The following example shows how to minimally ingest a 3D seismic stack into a local MDIO file. Only one lossless copy will be made.
There are many more options, please see the CLI Reference.
$ mdio segy import \
path_to_segy_file.segy \
path_to_mdio_file.mdio \
-loc 181,185 \
-names inline,crosslineTo export the same file back to SEG-Y format, the following command should be executed.
$ mdio segy export \
path_to_mdio_file.mdio \
path_to_segy_file.segyMDIO supports I/O on major cloud service providers.

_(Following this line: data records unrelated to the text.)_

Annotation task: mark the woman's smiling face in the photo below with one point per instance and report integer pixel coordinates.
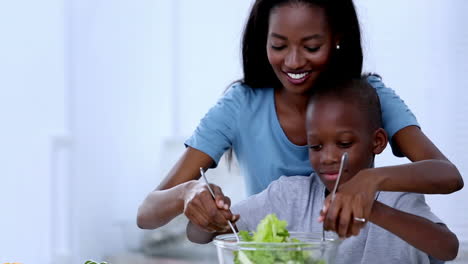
(299, 45)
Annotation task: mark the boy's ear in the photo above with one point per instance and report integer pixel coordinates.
(380, 141)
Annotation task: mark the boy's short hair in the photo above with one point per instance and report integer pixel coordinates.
(355, 91)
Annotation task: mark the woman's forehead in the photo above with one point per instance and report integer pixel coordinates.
(298, 18)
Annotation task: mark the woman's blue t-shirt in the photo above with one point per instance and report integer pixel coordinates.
(245, 119)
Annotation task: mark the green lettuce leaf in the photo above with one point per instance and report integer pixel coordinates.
(272, 230)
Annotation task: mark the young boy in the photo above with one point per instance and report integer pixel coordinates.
(402, 228)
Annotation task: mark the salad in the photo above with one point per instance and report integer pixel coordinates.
(272, 230)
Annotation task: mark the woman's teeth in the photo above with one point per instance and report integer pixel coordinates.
(297, 76)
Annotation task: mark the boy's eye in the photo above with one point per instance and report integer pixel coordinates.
(315, 147)
(312, 49)
(277, 47)
(345, 144)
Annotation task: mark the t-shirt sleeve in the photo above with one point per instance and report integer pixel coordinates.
(256, 207)
(395, 113)
(218, 128)
(415, 203)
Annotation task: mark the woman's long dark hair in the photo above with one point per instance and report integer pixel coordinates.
(345, 63)
(342, 18)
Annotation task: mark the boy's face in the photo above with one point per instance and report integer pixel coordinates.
(335, 127)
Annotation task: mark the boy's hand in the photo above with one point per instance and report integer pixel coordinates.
(354, 199)
(210, 215)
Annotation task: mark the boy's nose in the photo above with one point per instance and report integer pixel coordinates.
(330, 156)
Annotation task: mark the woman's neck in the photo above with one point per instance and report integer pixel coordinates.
(294, 102)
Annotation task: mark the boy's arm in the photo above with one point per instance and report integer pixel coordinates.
(434, 239)
(426, 176)
(356, 196)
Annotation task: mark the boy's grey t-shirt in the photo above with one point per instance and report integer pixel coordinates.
(298, 200)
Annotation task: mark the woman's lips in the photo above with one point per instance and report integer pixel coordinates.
(297, 78)
(330, 176)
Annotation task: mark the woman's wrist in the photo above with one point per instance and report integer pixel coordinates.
(376, 177)
(184, 192)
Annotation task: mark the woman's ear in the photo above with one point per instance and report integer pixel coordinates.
(380, 141)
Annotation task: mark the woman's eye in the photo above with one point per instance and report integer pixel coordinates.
(315, 147)
(314, 49)
(277, 47)
(345, 144)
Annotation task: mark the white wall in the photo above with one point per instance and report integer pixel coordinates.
(419, 49)
(96, 94)
(32, 113)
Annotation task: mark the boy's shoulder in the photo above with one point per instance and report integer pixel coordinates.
(293, 183)
(412, 203)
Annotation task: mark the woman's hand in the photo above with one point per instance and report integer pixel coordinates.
(209, 214)
(353, 199)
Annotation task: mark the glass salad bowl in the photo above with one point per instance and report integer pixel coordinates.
(304, 248)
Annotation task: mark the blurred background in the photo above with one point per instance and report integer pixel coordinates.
(97, 97)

The cloud I/O capabilities are supported using the fsspec and its specialized version for:
- Amazon Web Services (AWS S3) - s3fs
- Google Cloud Provider (GCP GCS) - gcsfs
- Microsoft Azure (Datalake Gen2) - adlfs
Any other file-system supported by fsspec will also be supported by MDIO. However,
we will focus on the major providers here.
The protocols that help choose a backend (i.e. s3://, gs://, or az://) can be passed
prepended to the MDIO path.
The connection string can be passed to the command-line-interface (CLI) using the
-storage-{input,output, --storage-options-{input,output} flag as a JSON string or the Python API with
the storage_options_{input,output} keyword argument as a Python dictionary.
On Windows clients, JSON strings are passed to the CLI with a special escape character.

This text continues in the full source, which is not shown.